Securitize (SECZ), a tokenization specialist working with BlackRock and Apollo, made its public debut on the NYSE via a SPAC merger with a Cantor-sponsored blank-check company. The stock rose 8% in its first minutes of trading, offering a litmus test for investor appetite for pure-play tokenization—a trend that brings stocks and funds onchain.

Broader Market Context: Rate Doves and Jobs Data

The soft jobs data gave ammunition to interest rate doves who had argued the market was overly hawkish. Leeker Capital CIO Quinn Thompson said, "Rate hikes are not happening," noting that the labor market is cooling and inflation will cycle lower in the coming months. Investment strategist Rosanna Prestia added that rate cuts are now the base case. One month ago, when May's job gain was originally reported at 172,000 (since revised to 129,000), Prestia had called it a one-off due to World Cup hospitality hires.

The Fed's next meeting is in July, and while a rate hike is no longer on the table, traders are pricing in a possible cut later in the year. This environment is favorable for bitcoin, which is often viewed as a barometer for liquidity and risk appetite. Matt Mena of 21Shares said the crypto asset is "well positioned for a constructive second half" and noted that a combination of improving technicals, supportive July seasonality, and stronger on-chain fundamentals makes $100,000 "increasingly within reach" by year-end if current trends persist.

Special Updates: Loeb, Binance, and Solana

Billionaire hedge funder Dan Loeb tweeted the one-word message "HODL," signaling his belief in bitcoin's long-term potential. Loeb's firm Third Point earlier this year disclosed a stake in Hut 8, though that investment was tied to the company's data center business rather than a pure bitcoin bet. Third Point lost $60 million years ago in the FTX collapse.

On the exchange front, Binance experienced over $2 billion in net outflows over the past seven days, according to CoinMarketCap data. Retail participation on the platform weakened, with daily inflows of less than 1 BTC falling to 329 BTC—the lowest level in the exchange's history, a far cry from the 2,690 BTC per day seen during the 2021 peak. Binance also faced regulatory headwinds, missing the July 1 deadline to secure authorization under Europe's MiCA framework, forcing it to withdraw its application in Greece.

Solana (SOL) was the top performer among major cryptocurrencies, gaining 10% after the introduction of a formal onchain governance system for the first time.

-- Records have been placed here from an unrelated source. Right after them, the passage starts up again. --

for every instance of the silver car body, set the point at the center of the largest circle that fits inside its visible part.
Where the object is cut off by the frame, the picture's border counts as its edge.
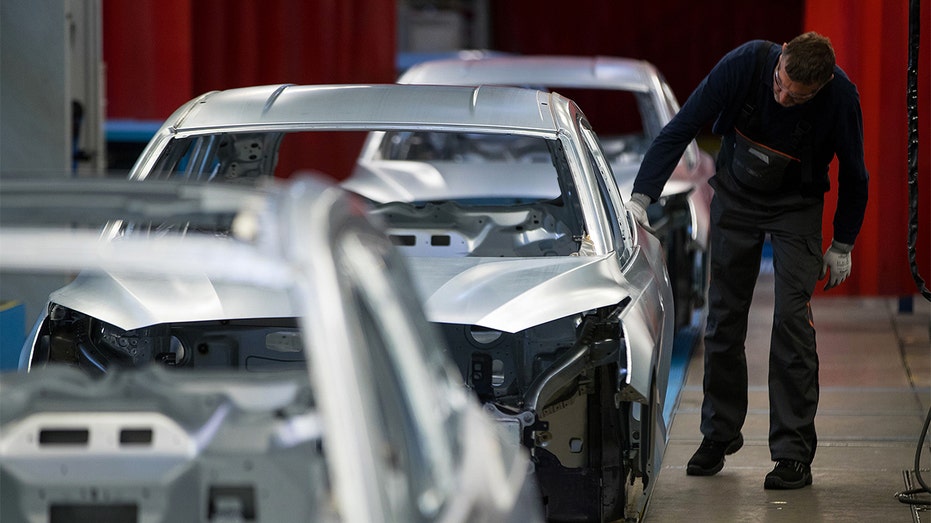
(615, 267)
(365, 419)
(657, 105)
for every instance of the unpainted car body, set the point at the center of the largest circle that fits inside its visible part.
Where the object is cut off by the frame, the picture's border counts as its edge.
(552, 301)
(234, 354)
(681, 216)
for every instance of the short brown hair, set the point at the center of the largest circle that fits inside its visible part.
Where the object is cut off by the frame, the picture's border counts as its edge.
(809, 59)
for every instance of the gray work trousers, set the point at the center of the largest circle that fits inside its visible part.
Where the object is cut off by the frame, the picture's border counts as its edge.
(739, 225)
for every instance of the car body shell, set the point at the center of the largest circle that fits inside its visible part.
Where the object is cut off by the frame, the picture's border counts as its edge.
(230, 442)
(621, 268)
(657, 105)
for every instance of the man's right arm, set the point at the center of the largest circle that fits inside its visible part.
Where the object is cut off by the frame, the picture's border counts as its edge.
(706, 103)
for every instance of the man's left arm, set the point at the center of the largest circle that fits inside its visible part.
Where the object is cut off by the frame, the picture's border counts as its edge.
(852, 192)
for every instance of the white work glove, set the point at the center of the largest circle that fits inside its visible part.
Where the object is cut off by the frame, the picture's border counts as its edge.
(837, 258)
(637, 205)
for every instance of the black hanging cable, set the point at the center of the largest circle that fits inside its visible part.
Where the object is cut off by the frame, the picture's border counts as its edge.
(914, 34)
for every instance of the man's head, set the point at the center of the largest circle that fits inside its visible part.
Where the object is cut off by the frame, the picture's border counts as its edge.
(806, 64)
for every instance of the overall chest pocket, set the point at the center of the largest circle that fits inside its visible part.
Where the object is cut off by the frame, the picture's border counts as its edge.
(758, 166)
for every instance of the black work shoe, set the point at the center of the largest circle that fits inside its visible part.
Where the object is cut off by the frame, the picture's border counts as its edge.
(788, 474)
(708, 460)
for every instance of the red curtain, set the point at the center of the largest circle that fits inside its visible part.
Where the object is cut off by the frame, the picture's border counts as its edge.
(870, 38)
(684, 39)
(161, 53)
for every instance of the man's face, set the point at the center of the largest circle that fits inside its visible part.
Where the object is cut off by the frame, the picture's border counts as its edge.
(788, 93)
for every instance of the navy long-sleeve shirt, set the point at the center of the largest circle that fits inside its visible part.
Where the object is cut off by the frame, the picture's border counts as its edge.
(834, 114)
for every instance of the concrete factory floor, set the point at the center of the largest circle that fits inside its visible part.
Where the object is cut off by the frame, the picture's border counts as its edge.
(875, 363)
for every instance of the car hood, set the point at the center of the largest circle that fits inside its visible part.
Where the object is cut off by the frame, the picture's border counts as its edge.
(131, 302)
(513, 294)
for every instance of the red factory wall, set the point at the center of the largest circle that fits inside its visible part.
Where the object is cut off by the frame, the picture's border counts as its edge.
(161, 53)
(870, 38)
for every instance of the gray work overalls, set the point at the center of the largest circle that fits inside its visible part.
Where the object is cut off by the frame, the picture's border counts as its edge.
(757, 192)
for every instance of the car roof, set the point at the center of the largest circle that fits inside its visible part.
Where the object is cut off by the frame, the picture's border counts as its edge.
(366, 107)
(602, 72)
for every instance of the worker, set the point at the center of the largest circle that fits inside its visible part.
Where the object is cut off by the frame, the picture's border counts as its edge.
(784, 113)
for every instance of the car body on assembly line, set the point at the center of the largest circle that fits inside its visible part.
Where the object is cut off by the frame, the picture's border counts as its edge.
(628, 102)
(233, 354)
(554, 304)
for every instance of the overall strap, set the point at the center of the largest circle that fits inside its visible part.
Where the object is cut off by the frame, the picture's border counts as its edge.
(748, 111)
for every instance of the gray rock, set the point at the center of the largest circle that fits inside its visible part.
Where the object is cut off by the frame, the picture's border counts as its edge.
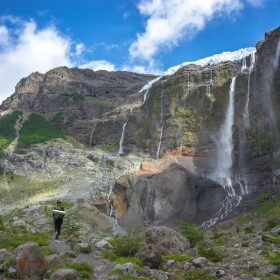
(30, 261)
(200, 262)
(4, 254)
(64, 274)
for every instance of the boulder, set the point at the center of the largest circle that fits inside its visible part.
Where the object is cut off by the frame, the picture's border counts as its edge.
(103, 244)
(150, 256)
(4, 254)
(52, 259)
(166, 240)
(31, 263)
(161, 241)
(200, 262)
(64, 274)
(82, 247)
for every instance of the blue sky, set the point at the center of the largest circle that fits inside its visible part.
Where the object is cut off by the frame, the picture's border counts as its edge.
(136, 35)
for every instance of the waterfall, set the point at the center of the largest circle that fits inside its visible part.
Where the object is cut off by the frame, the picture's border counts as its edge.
(277, 56)
(162, 122)
(244, 64)
(91, 137)
(160, 141)
(225, 144)
(223, 173)
(246, 112)
(122, 140)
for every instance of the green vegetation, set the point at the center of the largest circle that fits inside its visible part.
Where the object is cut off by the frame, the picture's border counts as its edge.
(177, 258)
(83, 269)
(7, 128)
(211, 253)
(126, 246)
(59, 117)
(191, 232)
(12, 237)
(275, 260)
(197, 275)
(37, 130)
(249, 229)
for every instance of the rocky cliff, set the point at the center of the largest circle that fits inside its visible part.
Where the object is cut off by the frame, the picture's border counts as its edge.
(199, 143)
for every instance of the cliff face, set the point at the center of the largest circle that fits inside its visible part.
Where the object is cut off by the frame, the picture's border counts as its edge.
(180, 118)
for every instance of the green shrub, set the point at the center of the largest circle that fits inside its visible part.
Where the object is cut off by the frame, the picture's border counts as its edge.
(83, 269)
(196, 275)
(212, 254)
(191, 232)
(109, 255)
(249, 230)
(177, 258)
(36, 129)
(275, 260)
(126, 246)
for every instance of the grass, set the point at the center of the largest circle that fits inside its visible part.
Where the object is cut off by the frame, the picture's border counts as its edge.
(7, 129)
(191, 232)
(198, 275)
(12, 237)
(177, 258)
(36, 129)
(84, 269)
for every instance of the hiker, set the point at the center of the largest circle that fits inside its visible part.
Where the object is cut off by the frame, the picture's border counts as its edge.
(58, 215)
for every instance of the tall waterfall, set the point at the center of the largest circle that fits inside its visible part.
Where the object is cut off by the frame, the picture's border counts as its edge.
(223, 172)
(225, 144)
(122, 140)
(246, 112)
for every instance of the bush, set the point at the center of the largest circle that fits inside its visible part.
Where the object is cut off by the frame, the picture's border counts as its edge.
(195, 275)
(36, 129)
(212, 254)
(177, 258)
(126, 246)
(191, 232)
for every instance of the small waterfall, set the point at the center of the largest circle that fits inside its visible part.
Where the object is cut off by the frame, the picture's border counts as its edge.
(223, 173)
(277, 56)
(162, 122)
(244, 64)
(122, 140)
(246, 112)
(160, 140)
(91, 137)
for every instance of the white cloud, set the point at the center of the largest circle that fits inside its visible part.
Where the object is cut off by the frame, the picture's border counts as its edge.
(97, 65)
(25, 49)
(169, 21)
(79, 49)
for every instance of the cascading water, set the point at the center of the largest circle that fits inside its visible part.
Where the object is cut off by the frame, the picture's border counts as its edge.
(122, 140)
(162, 123)
(246, 111)
(223, 173)
(91, 137)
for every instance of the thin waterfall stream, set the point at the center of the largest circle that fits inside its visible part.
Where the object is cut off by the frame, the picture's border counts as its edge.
(122, 140)
(223, 173)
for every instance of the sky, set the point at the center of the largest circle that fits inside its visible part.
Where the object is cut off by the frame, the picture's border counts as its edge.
(144, 36)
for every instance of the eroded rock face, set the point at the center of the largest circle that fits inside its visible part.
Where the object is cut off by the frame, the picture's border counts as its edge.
(172, 194)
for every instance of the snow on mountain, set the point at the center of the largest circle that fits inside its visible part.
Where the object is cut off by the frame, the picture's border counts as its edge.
(211, 60)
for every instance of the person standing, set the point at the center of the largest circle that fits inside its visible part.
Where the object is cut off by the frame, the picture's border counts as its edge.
(58, 215)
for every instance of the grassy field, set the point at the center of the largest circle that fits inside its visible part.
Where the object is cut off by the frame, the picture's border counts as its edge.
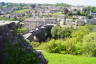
(94, 28)
(22, 11)
(54, 58)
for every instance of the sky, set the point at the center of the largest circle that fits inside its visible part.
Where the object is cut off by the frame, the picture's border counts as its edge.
(73, 2)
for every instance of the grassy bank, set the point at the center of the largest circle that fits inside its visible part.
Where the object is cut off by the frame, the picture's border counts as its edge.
(54, 58)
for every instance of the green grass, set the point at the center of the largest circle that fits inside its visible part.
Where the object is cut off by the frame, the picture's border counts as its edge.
(22, 11)
(54, 58)
(59, 13)
(94, 28)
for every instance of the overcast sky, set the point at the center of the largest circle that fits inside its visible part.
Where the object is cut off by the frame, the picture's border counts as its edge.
(73, 2)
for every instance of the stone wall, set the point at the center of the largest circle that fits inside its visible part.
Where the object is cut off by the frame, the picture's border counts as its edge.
(8, 36)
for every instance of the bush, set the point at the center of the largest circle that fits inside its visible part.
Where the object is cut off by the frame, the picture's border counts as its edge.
(21, 30)
(55, 46)
(81, 32)
(18, 55)
(89, 44)
(35, 44)
(72, 47)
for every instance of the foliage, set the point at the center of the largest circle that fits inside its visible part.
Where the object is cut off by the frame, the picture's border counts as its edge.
(21, 30)
(90, 44)
(81, 32)
(35, 44)
(54, 58)
(22, 11)
(55, 46)
(18, 55)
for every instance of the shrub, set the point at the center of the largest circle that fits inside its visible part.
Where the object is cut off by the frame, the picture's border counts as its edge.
(55, 46)
(18, 55)
(81, 32)
(21, 30)
(89, 44)
(35, 44)
(72, 47)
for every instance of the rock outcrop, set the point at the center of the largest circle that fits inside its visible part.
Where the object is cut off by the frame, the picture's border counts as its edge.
(8, 36)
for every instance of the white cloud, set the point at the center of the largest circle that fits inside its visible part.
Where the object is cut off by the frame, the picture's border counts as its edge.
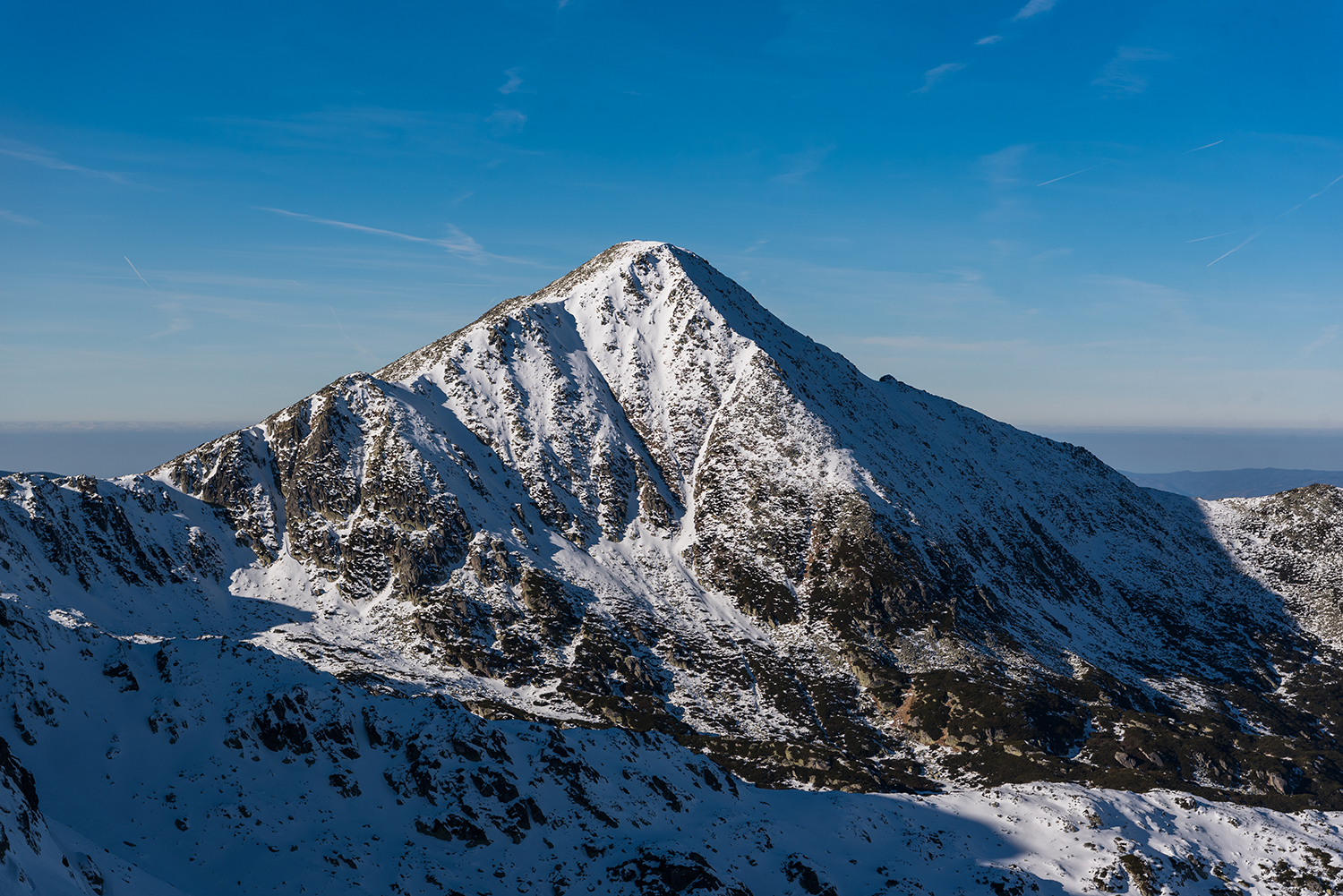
(16, 218)
(1120, 74)
(937, 73)
(1326, 337)
(508, 121)
(1034, 8)
(512, 83)
(42, 158)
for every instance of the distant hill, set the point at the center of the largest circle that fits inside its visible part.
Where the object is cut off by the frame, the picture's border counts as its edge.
(1235, 484)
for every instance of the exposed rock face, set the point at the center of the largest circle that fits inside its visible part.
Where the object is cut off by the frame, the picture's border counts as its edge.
(638, 499)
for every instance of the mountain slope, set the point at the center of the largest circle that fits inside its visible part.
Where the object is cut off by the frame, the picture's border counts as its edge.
(636, 498)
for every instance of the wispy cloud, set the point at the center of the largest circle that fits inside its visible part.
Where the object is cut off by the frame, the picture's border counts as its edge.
(39, 156)
(176, 322)
(16, 218)
(457, 242)
(1055, 180)
(1235, 250)
(507, 121)
(512, 83)
(1034, 8)
(1326, 337)
(1120, 74)
(937, 73)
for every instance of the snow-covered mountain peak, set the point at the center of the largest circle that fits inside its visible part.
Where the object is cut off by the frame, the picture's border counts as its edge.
(638, 499)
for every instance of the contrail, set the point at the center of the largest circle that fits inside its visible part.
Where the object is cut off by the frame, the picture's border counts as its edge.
(1205, 147)
(1311, 196)
(1057, 179)
(140, 276)
(1225, 254)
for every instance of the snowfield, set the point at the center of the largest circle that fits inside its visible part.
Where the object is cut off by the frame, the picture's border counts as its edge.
(628, 587)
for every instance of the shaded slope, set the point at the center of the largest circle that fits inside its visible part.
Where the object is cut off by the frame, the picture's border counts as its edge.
(637, 498)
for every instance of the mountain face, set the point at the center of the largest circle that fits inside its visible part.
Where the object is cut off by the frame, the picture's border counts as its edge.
(638, 501)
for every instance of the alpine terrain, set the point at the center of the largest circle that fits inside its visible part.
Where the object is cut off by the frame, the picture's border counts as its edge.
(628, 587)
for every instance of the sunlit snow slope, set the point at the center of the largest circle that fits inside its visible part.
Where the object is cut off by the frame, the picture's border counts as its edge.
(638, 504)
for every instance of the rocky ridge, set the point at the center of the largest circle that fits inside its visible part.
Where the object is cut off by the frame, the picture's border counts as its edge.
(638, 500)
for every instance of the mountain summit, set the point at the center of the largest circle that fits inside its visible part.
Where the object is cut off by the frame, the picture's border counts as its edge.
(636, 499)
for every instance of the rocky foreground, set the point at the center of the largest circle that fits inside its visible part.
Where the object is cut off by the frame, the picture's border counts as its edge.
(586, 594)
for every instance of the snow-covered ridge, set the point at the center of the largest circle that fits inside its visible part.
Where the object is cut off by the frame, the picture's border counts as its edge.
(638, 500)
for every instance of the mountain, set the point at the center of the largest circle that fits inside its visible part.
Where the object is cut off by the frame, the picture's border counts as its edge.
(1235, 484)
(636, 527)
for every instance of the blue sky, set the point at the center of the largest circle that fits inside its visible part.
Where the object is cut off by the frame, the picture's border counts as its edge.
(1068, 214)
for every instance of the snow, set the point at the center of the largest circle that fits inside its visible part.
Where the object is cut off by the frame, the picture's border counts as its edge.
(604, 431)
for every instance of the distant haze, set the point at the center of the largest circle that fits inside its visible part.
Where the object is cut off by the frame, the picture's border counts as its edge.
(99, 449)
(1163, 450)
(115, 449)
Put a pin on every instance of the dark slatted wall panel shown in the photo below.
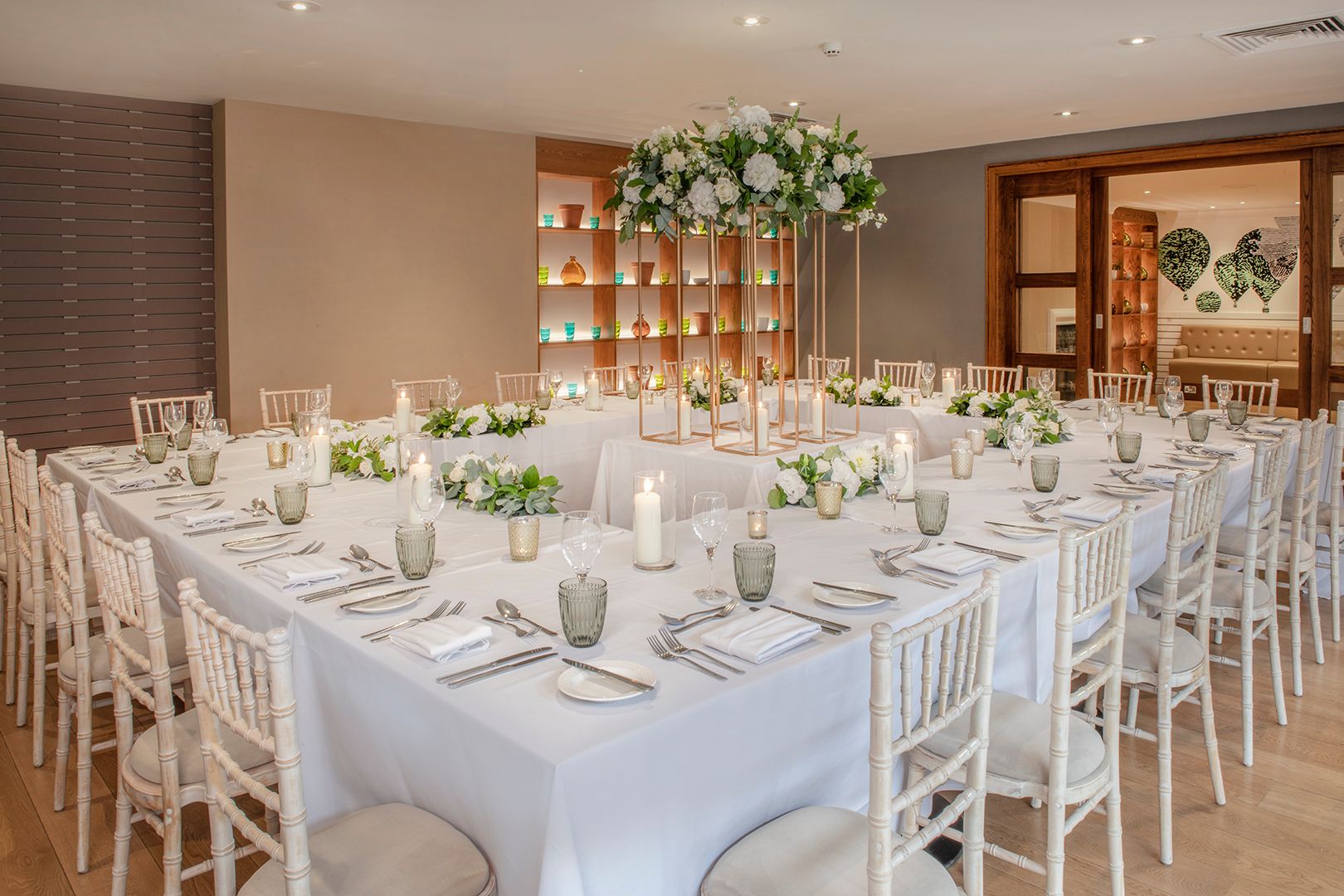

The development marks a step toward greater decentralization and could attract more DeFi activity to the network.

In South Korea, the Kospi slid 7.9% after Samsung and SK Hynix lost a combined $290 billion in market value, again on AI chip worries. Bitcoin, however, held above $60,000, demonstrating its decoupling from the broader tech selloff.

Overall, the first day of Q3 set a tone of cautious optimism for crypto, with bitcoin benefiting from a dovish policy shift and a rotation away from overextended tech stocks. The coming weeks will be shaped by the U.S. jobs report's implications for Fed policy, ongoing DeFi and tokenization partnerships, and the resilience of bitcoin's on-chain fundamentals.